9. EMPLOYER'S PROPRIETARY RIGHTS. Employee agrees that all inventions and
products developed by the Employee during the term of his employment under this
Agreement shall be owned by and be the exclusive property of the Employer.
10. MISCELLANEOUS.
(a) This Agreement supersedes any and all prior agreements or
understandings, oral or written, with respect to the employment of the
Employee with the Employer. This Agreement may not be altered or terminated
orally, and shall be modified only by a subsequent written Agreement
executed by both the Employee and the Employer.
(b) This Agreement shall be governed by and construed in accordance
with the laws of the Commonwealth of Pennsylvania.
(c) This Agreement shall be binding upon and shall inure to the
benefit of the Employer and its successors and assigns; PROVIDED, however,
4
that Employer shall not assign or transfer (by operation of law or
otherwise) this Agreement without the express prior written consent of
Employee. This Agreement shall be binding upon and shall inure to the
benefit of the Employee, his heirs, executors and personal representatives,
and shall not be assigned by the Employee and any attempted assignment
shall be in violation of this Agreement and shall be null and void.

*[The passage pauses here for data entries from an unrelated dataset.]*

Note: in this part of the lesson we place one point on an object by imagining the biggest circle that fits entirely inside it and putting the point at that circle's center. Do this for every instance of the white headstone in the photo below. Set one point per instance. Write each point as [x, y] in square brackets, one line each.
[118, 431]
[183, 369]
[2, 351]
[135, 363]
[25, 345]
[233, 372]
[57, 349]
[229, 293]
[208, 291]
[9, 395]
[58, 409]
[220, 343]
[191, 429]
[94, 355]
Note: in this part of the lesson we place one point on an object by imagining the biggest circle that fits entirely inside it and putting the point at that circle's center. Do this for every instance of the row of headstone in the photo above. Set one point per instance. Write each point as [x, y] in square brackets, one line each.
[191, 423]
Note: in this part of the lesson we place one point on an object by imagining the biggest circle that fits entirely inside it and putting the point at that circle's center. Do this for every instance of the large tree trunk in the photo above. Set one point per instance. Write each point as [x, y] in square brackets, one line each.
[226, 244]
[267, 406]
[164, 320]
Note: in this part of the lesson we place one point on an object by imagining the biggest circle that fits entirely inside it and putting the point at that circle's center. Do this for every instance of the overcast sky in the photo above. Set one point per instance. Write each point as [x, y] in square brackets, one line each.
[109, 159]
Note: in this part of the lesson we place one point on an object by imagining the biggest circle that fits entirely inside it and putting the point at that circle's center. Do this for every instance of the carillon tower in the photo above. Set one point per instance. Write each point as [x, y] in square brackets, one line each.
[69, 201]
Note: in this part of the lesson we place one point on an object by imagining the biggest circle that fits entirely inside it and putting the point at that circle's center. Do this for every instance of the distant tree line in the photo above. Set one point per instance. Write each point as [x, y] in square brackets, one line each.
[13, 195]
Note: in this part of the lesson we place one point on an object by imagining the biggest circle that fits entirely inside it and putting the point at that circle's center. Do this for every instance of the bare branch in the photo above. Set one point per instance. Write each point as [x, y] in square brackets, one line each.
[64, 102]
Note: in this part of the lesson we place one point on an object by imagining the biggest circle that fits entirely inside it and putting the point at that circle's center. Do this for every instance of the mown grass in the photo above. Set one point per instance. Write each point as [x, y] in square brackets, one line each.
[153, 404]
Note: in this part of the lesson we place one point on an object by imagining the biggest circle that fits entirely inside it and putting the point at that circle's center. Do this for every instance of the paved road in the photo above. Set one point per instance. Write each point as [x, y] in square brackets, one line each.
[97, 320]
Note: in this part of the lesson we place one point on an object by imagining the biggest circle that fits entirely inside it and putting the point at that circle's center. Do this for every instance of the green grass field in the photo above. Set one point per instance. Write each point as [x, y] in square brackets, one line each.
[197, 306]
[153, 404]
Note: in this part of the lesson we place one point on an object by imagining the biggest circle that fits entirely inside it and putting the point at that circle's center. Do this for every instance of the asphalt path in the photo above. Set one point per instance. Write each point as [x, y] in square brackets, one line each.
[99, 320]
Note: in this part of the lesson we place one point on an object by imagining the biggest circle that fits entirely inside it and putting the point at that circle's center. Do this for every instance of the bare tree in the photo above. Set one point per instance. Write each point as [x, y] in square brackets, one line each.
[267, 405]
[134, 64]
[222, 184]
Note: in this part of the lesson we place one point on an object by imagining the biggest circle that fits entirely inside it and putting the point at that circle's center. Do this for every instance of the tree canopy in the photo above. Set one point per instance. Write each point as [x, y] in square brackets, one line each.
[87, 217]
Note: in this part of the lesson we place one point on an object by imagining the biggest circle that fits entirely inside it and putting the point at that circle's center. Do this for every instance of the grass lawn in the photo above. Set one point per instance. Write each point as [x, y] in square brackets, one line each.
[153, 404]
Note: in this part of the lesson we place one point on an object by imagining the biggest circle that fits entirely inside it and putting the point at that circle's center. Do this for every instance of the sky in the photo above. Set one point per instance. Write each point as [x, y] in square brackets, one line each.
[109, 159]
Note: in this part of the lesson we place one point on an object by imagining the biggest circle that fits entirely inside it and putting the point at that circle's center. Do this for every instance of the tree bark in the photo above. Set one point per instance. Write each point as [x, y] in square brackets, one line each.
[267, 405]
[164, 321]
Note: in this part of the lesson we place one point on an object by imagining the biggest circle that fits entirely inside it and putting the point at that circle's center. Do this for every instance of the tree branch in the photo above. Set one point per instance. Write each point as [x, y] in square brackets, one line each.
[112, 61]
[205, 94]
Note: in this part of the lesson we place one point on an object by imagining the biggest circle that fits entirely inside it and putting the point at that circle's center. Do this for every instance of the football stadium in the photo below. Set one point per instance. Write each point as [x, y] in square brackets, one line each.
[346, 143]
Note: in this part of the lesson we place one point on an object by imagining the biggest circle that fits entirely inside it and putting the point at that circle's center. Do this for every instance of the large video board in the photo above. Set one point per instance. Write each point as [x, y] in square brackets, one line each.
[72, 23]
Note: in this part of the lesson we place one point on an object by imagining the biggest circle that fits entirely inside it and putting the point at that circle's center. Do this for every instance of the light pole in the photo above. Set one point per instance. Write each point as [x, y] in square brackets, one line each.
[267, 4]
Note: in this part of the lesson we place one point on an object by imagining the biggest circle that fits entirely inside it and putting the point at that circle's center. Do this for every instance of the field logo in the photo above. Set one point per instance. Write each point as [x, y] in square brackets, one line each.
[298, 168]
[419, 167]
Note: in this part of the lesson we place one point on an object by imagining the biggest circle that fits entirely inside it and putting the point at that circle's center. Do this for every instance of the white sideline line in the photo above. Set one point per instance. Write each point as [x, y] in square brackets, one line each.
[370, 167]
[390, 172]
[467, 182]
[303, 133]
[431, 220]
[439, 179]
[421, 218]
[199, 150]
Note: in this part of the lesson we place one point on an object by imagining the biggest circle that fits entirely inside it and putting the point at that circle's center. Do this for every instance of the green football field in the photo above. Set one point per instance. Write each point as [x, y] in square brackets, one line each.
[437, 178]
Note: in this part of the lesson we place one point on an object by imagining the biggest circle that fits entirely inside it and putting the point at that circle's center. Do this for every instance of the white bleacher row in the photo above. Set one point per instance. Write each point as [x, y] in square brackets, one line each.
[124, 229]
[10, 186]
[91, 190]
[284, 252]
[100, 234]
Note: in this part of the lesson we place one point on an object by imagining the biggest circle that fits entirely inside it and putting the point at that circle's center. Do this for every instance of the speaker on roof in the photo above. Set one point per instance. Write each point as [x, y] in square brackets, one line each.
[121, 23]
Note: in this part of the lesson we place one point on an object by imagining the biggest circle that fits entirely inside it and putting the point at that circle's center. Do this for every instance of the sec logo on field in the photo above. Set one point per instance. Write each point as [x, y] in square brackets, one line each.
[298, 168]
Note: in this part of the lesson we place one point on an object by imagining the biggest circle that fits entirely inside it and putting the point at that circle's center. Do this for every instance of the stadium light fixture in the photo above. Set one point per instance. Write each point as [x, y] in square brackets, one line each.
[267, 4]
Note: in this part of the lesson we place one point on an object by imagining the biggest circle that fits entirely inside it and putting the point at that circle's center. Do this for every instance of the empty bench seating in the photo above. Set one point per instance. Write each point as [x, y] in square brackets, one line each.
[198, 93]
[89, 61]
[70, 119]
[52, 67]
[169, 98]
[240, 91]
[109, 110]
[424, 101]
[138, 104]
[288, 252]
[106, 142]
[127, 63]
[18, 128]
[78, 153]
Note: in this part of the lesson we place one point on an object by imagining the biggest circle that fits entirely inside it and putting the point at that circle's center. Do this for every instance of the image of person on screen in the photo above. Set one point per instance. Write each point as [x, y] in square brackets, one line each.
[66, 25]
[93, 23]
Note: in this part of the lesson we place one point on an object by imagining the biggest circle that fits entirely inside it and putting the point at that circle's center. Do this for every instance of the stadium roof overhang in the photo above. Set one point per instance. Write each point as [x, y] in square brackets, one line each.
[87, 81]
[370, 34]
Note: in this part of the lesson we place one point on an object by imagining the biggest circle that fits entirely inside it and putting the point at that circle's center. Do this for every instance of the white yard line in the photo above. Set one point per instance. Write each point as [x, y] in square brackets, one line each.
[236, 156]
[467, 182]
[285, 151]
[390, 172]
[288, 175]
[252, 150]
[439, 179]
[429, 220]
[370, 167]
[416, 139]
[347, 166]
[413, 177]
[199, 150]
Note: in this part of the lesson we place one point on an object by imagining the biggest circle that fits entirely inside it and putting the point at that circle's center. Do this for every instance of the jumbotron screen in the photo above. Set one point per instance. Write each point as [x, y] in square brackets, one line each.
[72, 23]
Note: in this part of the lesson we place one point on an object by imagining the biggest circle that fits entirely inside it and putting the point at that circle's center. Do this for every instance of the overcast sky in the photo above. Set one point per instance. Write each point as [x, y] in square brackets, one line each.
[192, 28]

(d) Whenever possible, each provisions of this Agreement shall be
interpreted in such a manner as to make all provisions effective and valid;
but, if any provision in this Agreement is held to be invalid, illegal or
unenforceable, such provision will be ineffective without invalidating the
remainder of this Agreement.
(e) All notices, demands or other communications, shall be delivered
to the Employer or Employee at the following addresses which may be changed
from time to time by either party within thirty (30) days' written notice:
To the Employer:
Xxx X. Xxxxxxx, President/CEO
The Xxxxxxx Corporation
000 Xxxxx Xxxxxxx Xxxx
X.X. Xxx 0000
Xxxxxxxxxx, XX 00000
To the Employee:
Xxxxx Xxxx
00 Xxxxx Xxxxxx Xxxxxx
X.X. Xxx 000
Xxxxxxxxxxxxx, XX 00000
(f) All rights and remedies granted to the Employer hereunder shall
not be exclusive, but shall be in addition to all rights and remedies
available to the Employer at law or in equity.

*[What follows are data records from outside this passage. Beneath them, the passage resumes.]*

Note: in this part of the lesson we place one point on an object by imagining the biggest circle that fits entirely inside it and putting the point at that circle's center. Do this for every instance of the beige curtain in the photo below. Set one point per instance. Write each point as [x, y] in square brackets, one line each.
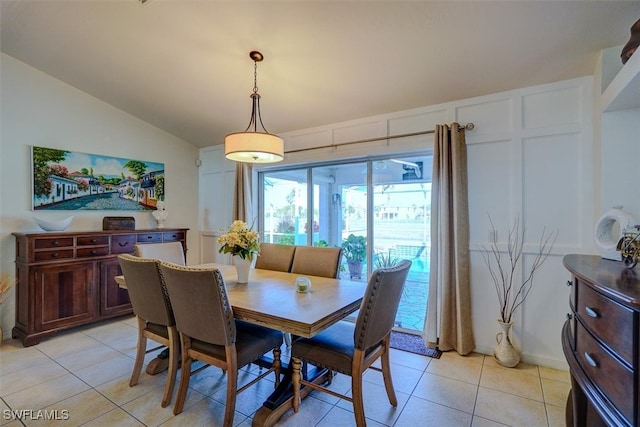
[242, 208]
[448, 321]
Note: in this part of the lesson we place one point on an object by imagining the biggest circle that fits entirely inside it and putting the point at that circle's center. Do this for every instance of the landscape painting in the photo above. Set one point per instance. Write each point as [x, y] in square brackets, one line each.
[68, 180]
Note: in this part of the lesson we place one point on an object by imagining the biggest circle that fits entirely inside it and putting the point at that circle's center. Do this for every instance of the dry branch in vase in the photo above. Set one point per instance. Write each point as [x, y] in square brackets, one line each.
[503, 266]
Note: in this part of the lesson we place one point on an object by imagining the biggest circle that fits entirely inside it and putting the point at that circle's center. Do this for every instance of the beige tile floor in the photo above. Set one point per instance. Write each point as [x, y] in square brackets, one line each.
[82, 375]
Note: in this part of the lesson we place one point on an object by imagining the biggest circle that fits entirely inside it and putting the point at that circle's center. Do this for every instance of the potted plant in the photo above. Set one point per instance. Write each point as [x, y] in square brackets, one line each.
[242, 242]
[354, 249]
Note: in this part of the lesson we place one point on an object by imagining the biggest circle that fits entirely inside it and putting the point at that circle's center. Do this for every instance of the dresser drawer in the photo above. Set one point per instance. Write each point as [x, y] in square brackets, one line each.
[613, 378]
[88, 252]
[53, 255]
[92, 240]
[611, 322]
[53, 242]
[173, 236]
[122, 243]
[150, 238]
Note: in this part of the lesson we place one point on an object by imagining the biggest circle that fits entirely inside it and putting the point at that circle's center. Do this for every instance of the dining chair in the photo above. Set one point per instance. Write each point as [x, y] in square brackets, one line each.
[351, 348]
[316, 261]
[151, 305]
[209, 333]
[169, 251]
[276, 257]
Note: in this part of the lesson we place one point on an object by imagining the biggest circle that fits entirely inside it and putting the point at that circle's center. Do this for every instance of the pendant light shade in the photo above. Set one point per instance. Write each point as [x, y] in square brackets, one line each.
[252, 145]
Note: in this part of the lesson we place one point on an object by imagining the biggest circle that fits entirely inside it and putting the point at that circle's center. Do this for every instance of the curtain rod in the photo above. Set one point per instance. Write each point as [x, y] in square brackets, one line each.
[468, 126]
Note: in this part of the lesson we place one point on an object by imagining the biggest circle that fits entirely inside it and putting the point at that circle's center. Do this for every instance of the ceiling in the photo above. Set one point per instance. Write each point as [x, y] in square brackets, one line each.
[184, 66]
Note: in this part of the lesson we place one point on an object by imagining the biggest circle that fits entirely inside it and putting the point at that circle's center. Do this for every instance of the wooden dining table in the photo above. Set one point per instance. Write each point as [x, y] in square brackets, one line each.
[271, 299]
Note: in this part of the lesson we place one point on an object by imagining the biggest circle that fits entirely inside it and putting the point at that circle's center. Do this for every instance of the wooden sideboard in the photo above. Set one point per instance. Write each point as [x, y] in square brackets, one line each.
[600, 341]
[66, 279]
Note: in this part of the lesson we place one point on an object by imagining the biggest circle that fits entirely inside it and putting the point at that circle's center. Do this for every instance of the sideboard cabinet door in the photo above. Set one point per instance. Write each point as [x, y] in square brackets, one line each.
[64, 295]
[114, 300]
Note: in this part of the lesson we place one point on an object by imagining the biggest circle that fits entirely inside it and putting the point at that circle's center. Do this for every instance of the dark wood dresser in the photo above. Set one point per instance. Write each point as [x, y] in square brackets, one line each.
[600, 341]
[66, 279]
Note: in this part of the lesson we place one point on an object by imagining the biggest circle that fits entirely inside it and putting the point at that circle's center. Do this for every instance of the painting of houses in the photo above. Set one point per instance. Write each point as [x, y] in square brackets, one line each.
[66, 180]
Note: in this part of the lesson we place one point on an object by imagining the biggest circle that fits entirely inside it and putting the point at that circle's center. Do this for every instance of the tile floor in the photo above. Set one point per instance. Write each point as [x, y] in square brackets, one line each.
[83, 375]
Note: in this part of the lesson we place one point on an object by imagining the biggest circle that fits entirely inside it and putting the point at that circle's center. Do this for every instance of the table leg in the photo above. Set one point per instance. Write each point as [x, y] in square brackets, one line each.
[281, 400]
[159, 364]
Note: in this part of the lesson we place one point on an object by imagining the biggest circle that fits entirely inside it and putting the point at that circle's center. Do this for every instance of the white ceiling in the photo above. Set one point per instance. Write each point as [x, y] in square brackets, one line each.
[184, 66]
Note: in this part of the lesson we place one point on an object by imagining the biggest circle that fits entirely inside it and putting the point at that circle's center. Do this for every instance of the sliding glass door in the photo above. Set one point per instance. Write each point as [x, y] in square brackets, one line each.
[378, 210]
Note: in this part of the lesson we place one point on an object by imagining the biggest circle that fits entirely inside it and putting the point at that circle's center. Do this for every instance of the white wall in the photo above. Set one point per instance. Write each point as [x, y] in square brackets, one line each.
[37, 109]
[531, 155]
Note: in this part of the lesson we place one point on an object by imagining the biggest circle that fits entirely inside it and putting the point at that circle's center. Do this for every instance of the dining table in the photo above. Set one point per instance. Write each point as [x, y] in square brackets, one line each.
[271, 299]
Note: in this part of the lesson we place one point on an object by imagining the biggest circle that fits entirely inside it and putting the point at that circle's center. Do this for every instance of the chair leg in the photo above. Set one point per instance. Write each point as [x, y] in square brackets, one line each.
[140, 353]
[295, 379]
[174, 349]
[185, 374]
[386, 374]
[230, 406]
[277, 365]
[356, 395]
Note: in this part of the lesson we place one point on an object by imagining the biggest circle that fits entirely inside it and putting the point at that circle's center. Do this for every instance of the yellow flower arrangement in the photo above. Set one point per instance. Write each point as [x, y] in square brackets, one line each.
[240, 240]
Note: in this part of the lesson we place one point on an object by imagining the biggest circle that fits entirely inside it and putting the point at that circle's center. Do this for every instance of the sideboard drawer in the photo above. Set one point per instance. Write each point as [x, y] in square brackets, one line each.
[53, 255]
[122, 243]
[610, 321]
[150, 238]
[53, 242]
[88, 252]
[611, 376]
[92, 240]
[173, 236]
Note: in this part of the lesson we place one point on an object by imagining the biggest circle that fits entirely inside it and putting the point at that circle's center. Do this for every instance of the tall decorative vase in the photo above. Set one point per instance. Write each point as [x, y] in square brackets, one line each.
[242, 267]
[506, 354]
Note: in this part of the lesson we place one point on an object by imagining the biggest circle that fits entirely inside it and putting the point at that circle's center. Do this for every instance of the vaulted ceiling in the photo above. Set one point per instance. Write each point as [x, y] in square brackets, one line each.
[184, 66]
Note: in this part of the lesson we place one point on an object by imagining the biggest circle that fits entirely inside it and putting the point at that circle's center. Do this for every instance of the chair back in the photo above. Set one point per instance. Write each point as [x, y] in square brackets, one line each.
[147, 291]
[380, 304]
[200, 303]
[275, 257]
[171, 251]
[316, 261]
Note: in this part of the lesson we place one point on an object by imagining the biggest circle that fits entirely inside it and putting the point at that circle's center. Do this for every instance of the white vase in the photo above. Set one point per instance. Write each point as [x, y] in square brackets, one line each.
[506, 354]
[242, 267]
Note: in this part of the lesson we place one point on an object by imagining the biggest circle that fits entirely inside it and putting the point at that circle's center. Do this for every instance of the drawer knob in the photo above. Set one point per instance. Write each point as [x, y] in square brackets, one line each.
[590, 360]
[591, 312]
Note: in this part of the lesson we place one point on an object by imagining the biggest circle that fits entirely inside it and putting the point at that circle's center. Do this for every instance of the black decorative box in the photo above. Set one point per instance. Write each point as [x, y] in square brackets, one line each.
[118, 223]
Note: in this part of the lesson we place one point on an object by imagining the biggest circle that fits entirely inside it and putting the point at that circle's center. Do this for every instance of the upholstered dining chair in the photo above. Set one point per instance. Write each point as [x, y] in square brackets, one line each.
[316, 261]
[152, 308]
[352, 348]
[169, 251]
[209, 333]
[275, 257]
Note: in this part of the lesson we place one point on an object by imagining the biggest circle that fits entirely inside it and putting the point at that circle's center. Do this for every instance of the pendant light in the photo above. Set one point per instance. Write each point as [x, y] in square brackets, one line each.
[253, 145]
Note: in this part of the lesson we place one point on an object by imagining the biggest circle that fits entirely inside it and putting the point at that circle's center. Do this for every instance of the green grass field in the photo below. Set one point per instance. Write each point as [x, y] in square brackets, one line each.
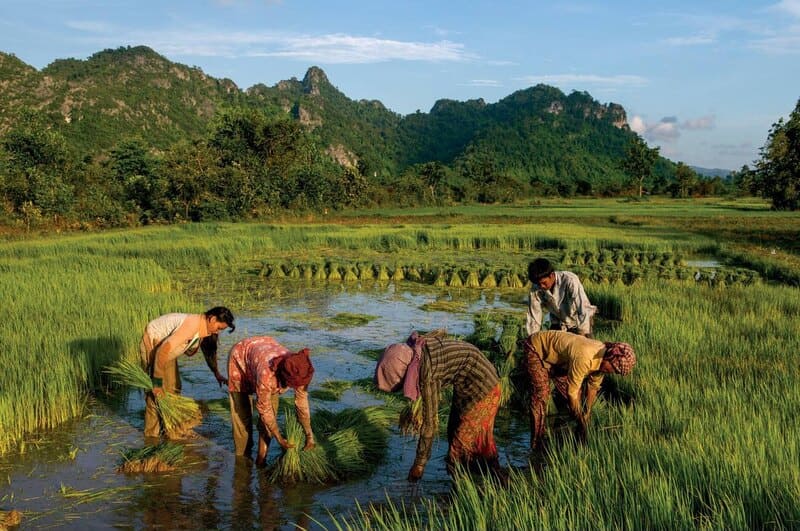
[710, 439]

(g) Unless otherwise specifically defined within this Agreement, words
and phrases shall be construed and interpreted according to their common
usage and meaning. Headings and titles are for reference purposes only and
are not to be construed as part of this Agreement.
5
IN WITNESS WHEREOF, the Employer, by its authorized representative, and
Employee have caused this Agreement to be executed and made, all as of the day
and year first written above.
Xxxxxxx Manufacturing, Inc.
By: /s/ Xxx X. Xxxxxxx
---------------------------------
Xxx X. Xxxxxxx, its President
/s/ Xxxxx Xxxx
------------------------------------
Xxxxx Xxxx("Employee")
THE XXXXXXX CORPORATION hereby unconditionally and irrevocably guarantees to
Employee the full and punctual payment and performance of all obligations when
due of Employer under this Employment Agreement.
THE XXXXXXX CORPORATION
By: /s/ Xxx X. Xxxxxxx
---------------------------------
Xxx X. Xxxxxxx, President
6
Exhibit "A"
SUMMARY JOB DESCRIPTION FOR CHIEF OPERATING OFFICER
Essential duties and responsibilities of the Chief Operating Officer is to:
1. Oversee all of the production functions of both operating plants to
assure compliance with established operating procedures, including
quality assurance functions, maintenance procedures, material
acquistion, storage and handling;
2. Establish production goals and objectives in line with capabilities of
plant personnel and equipment parameters, and reviews those results
taking steps to help correct unsatisfactory results;
3. Supervise those employees who report directly to the position and, at
minimum, perform an annual performance evaluation of those employees;
4. Dispense advice, guidance, direction, and authorization to carry out
plans and procedures consistent with established policies;
5. Review all capital projects ascertaining the functionality of the
project and selecting the vendor in consideration of quality,
functionality, cost, service, and reputation;
6. Serves as a technical point person relating to new products,
ingredients, or processes;
7. Represents the organization to key contract customers, major
suppliers, and trade organizations;
8. Plus such other duties as directed by the President.